Her father looked at her intently. “I think I should hire you a tutor.” Shaking his head, he continued, “Going back to my story, yes, there’s something farther than Midalin. No, we won’t fall off the edge. No, I have never been there. But Tolkurs wanted so badly to visit this place, sniff around, get to know the people there and rule over it. That’s how simple the predicament was. That was how the Ancient War started.”

“Where’s my dream in this?”

“The girl in your dream, what does she look like? You never saw her?”

“Uumm… only tonight.”

“So, what did you see?”

“Father, it is so frightening. I saw myself!” Beleau exclaimed in a whisper, such a difficult act to do.

Her father sat straight and nodded his head. As when he is in deep thought, he unconsciously unfurled his wings. “The inhabitants of this place that the Tolkurs wanted for their own are like this girl in your dream. As you have her, I also have mine. So does everyone else in Midalin, from faeries, humans, dwarves, gnomes, witches to elves. They are called our salmings.”

Beleau’s eyes widened. “So she is real? Oh no.”

“Why the terror?”

“F-Father, this girl in my dream is bad. Even when I’m awake, I feel she causes me to get into lots of trouble.”

“Not one, but lots of trouble? Like what? I never hear anything from you? Or your guards.”

“See! You have me watched. Father, we talked about this!”

“Only for your own protection. Your father is an important man. But going back to your troubles, what are these? Do I have reason to worry?”

“Oh, not really serious stuff. Just a lot of teasing from my classmates. They’re bullies. There’s this one group who make me miserable. They make fun of my nose, my hair. They call me a teacher’s pet. What’s wrong with bring sweet cakes for our professors? I usually shrug them off even when they mimic my voice. But I found a way to get back at them. I hid one of the professor’s examination answer sheets in their leader’s bag. Ha! They got into trouble because of that. Serves them right,” Beleau replied smugly, losing control over her mouth.

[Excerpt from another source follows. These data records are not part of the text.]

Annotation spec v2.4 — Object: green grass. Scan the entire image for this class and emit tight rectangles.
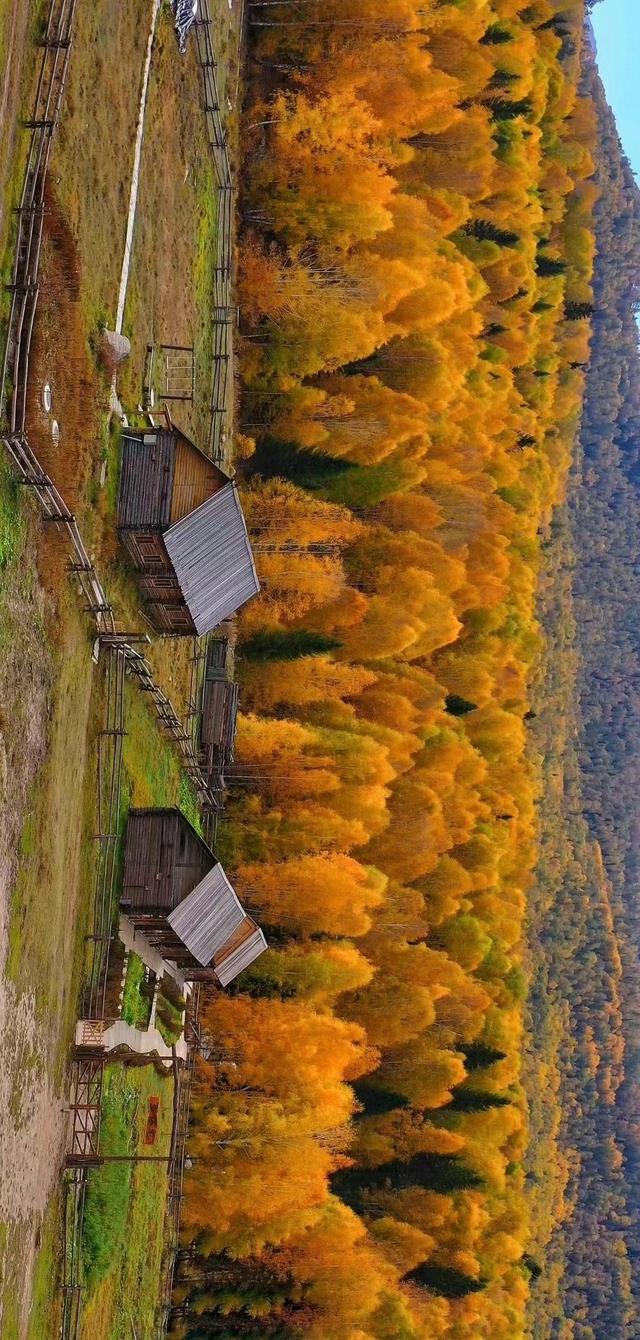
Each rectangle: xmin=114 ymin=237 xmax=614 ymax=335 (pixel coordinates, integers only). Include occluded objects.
xmin=122 ymin=954 xmax=151 ymax=1029
xmin=155 ymin=992 xmax=182 ymax=1047
xmin=82 ymin=1067 xmax=139 ymax=1290
xmin=122 ymin=685 xmax=199 ymax=824
xmin=80 ymin=1065 xmax=173 ymax=1340
xmin=0 ymin=450 xmax=27 ymax=572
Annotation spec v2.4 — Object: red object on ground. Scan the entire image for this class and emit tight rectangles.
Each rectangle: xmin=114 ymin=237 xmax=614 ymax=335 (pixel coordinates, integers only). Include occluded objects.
xmin=145 ymin=1096 xmax=159 ymax=1144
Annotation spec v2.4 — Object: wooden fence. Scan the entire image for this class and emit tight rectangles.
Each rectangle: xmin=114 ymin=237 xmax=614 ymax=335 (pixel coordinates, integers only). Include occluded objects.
xmin=194 ymin=0 xmax=237 ymax=465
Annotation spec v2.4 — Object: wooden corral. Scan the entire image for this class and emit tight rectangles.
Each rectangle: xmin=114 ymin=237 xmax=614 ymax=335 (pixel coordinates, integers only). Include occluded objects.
xmin=118 ymin=426 xmax=260 ymax=635
xmin=198 ymin=638 xmax=238 ymax=780
xmin=121 ymin=809 xmax=266 ymax=986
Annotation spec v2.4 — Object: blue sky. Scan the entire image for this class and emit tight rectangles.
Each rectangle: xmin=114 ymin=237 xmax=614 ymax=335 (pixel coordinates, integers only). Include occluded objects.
xmin=592 ymin=0 xmax=640 ymax=177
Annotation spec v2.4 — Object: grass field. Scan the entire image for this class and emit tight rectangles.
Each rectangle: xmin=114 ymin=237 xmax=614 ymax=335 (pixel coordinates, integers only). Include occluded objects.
xmin=0 ymin=0 xmax=236 ymax=1340
xmin=80 ymin=1065 xmax=173 ymax=1340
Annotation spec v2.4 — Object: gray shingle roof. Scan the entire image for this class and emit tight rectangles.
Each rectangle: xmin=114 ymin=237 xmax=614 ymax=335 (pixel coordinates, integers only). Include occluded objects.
xmin=163 ymin=480 xmax=260 ymax=635
xmin=167 ymin=863 xmax=246 ymax=967
xmin=214 ymin=922 xmax=268 ymax=986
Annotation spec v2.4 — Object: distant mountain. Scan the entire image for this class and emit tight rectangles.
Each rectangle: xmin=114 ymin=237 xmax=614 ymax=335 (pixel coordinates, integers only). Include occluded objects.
xmin=529 ymin=67 xmax=640 ymax=1340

“Beleau! How could you do such a thing! That is stooping so low. I didn’t raise you up to be like that!” her father’s voice rose up to a level she had never heard before, much louder than how he was earlier.

“But..but.. they have been so mean to me. Really mean, Father. There have been times I did not want to go to school anymore. Except that I remember I have promises to keep.”

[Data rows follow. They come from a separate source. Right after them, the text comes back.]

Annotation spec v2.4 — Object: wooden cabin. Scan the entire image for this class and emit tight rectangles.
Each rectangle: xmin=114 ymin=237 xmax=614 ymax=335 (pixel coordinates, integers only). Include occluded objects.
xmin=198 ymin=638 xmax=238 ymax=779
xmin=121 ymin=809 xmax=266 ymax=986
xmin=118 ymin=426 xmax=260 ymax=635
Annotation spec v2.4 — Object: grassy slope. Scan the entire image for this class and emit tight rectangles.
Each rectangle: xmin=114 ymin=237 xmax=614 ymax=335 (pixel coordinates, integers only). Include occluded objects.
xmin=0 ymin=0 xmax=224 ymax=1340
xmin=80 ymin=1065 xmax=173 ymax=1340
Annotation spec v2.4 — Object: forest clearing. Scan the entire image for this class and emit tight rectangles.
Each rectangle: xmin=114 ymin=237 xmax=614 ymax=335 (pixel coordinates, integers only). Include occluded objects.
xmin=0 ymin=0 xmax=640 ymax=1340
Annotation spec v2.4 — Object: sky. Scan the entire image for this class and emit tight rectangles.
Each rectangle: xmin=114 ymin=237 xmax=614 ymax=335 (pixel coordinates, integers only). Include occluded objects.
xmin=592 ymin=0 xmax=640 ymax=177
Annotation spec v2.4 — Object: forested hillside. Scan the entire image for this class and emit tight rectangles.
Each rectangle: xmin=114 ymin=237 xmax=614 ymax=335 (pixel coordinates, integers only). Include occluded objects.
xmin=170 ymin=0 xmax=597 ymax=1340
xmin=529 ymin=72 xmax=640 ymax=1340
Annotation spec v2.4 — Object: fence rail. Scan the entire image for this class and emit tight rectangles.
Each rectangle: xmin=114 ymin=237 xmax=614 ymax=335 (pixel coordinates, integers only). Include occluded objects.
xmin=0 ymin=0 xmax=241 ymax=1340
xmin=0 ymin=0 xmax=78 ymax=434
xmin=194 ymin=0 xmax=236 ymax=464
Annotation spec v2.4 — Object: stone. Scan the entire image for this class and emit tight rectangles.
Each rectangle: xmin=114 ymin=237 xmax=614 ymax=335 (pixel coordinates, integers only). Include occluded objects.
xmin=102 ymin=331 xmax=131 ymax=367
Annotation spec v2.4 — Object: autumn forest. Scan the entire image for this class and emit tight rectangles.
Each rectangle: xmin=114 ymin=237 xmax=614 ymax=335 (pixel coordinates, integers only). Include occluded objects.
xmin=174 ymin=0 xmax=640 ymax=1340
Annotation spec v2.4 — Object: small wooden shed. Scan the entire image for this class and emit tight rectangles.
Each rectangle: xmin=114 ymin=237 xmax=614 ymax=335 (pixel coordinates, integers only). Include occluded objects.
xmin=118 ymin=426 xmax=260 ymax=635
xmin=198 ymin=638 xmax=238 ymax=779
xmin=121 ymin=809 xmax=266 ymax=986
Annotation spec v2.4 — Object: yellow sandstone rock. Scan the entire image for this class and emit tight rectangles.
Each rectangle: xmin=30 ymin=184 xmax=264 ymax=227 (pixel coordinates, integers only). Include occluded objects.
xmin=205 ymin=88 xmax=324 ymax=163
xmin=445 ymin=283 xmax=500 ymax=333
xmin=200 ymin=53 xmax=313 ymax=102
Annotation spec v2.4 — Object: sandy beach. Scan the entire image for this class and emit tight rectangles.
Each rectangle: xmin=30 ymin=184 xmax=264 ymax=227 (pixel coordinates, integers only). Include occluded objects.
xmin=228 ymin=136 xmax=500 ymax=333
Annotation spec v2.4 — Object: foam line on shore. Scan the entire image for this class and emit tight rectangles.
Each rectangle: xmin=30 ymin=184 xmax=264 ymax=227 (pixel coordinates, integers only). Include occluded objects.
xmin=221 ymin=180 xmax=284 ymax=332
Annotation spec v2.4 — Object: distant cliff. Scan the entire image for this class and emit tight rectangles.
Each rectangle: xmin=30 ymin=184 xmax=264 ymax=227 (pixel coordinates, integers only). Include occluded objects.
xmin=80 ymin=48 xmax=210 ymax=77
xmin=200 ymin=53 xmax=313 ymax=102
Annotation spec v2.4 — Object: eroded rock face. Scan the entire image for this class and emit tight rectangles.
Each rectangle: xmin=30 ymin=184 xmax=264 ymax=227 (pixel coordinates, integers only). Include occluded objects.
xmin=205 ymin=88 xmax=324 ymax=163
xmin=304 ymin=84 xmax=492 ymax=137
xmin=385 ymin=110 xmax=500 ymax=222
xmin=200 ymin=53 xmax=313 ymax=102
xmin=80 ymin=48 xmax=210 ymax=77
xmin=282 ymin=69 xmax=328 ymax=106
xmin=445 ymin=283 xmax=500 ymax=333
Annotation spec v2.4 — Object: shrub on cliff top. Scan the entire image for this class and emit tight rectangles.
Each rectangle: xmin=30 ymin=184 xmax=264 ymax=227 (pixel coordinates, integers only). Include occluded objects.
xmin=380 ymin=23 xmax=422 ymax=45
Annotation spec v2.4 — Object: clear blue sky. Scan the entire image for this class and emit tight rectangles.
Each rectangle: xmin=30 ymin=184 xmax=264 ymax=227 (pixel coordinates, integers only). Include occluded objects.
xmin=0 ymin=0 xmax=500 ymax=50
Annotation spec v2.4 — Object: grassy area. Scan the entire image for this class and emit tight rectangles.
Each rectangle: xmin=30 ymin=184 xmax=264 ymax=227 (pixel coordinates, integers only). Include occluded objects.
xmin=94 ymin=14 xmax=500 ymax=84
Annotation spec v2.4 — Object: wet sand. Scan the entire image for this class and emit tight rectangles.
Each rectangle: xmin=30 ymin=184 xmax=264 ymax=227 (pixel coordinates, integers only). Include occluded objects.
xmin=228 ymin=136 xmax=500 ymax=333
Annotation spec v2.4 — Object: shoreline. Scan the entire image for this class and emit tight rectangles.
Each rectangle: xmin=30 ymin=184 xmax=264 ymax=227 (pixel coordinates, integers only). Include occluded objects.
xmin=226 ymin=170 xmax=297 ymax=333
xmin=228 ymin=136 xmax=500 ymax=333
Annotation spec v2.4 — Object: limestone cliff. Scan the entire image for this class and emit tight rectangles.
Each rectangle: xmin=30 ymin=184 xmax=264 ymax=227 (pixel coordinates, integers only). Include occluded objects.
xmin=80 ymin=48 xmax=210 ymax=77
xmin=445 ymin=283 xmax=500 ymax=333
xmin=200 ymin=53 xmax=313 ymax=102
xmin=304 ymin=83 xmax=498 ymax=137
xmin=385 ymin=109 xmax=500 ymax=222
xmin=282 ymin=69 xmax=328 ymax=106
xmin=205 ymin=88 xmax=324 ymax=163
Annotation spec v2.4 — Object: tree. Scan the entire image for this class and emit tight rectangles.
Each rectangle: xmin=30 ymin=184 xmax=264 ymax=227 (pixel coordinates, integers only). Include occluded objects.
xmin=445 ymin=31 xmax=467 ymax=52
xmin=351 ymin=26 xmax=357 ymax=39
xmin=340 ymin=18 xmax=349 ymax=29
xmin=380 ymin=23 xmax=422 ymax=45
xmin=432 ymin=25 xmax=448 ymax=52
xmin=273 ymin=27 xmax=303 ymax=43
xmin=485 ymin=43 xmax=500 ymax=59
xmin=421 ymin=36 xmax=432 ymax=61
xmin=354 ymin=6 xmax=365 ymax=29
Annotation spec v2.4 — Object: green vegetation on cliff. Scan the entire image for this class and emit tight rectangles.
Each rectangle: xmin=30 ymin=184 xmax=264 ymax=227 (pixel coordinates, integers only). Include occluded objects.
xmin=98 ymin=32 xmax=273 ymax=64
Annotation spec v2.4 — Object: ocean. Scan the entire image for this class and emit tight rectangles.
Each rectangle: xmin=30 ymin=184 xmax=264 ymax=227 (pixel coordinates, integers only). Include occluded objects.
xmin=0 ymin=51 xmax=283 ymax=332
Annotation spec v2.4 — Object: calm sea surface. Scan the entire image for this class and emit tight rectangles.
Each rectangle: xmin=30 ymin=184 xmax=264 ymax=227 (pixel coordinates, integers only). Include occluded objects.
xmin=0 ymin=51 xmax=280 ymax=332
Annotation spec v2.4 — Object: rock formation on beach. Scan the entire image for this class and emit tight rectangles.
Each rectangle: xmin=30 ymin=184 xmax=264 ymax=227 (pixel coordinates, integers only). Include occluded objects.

“Like when I promised Madame Brightchild that I would bring her our family’s special apple pie.”

“Oh, those kinds of promises. Did I teach you that?”

“No, is it wrong?”

“Well, we faeries really are excellent cooks. So I can truly understand why our family’s apple pie should be craved for even by your teachers. So why not use it to our advantage?” beamed her father, distracted by this discovery about his daughter.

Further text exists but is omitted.